ベストプラクティスとしては、&jpegSize= を設定し、メモリ容量が限られているデバイスに JPG 画像を配信する場合は &qlt= パラメーターを追加します。

ベストプラクティスのまとめ best-practices-summary

ベストプラクティスとして、ファイルサイズを小さくして高画質を達成するには、次のパラメーターの組み合わせで始めます。

fmt=jpg&qlt=85,0&resMode=sharp2&op_usm=1.75,0.3,2,0

設定をこのように組み合わせると、ほとんどの状況において優れた結果になります。

画像をさらに最適化する必要がある場合は、シャープニング(アンシャープマスク)のパラメーターを少しずつ微調整します。まずは、radius を 0.2 または 0.3 に設定します。また、amount を 1.75 から最大 4(Photoshop での 400%に相当)まで少しずつ増やします。この状態で、求めている結果が得られるかを確認します。

シャープニングの結果でも満足できない場合は、半径の小数点以下を増やします。小数点以下を増やすごとに、量を 1.75 からやり直し、4 まで少しずつ増やします。求めている結果になるまで、このプロセスを繰り返します。これらの値は、クリエイティブスタジオで実際に検証した手法ではありますが、初期値として別の値を使用し、他の戦略に従っても問題ありません。結果が満足できるものであるかは主観的な問題ですので、構造化された実験を行うことが重要です。

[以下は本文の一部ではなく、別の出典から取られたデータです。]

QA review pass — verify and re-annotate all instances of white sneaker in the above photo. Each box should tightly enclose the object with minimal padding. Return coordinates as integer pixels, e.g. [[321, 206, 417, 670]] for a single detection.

実験する際には、次の一般的な推奨事項がワークフローの最適化に役に立ちます。

  • 様々なパラメーターを直接 URL 上でリアルタイムにテストします。
  • ベストプラクティスとしては、Dynamic Media 画像サービングコマンドを画像プリセット内にまとめることができます。画像プリセットは基本的に、$thumb_low$&product_high$ といったカスタムプリセット名が付けられた URL コマンドマクロです。URL パス内にカスタムプリセット名を指定すると、これらのプリセットが呼び出されます。この機能によって、Web サイトでの様々な画像使用パターンに応じたコマンドと画質設定を管理でき、URL の全体的な長さを短縮することができます。
  • Adobe Experience Manager では、取り込み時に画像のシャープニングを適用するなど、高度な画質調整機能も提供しています。レンダリング結果を調整して最適化するために、アドビのコンサルティングサービスでは、カスタマイズされたインサイトとベストプラクティスを提供してユーザーを支援します。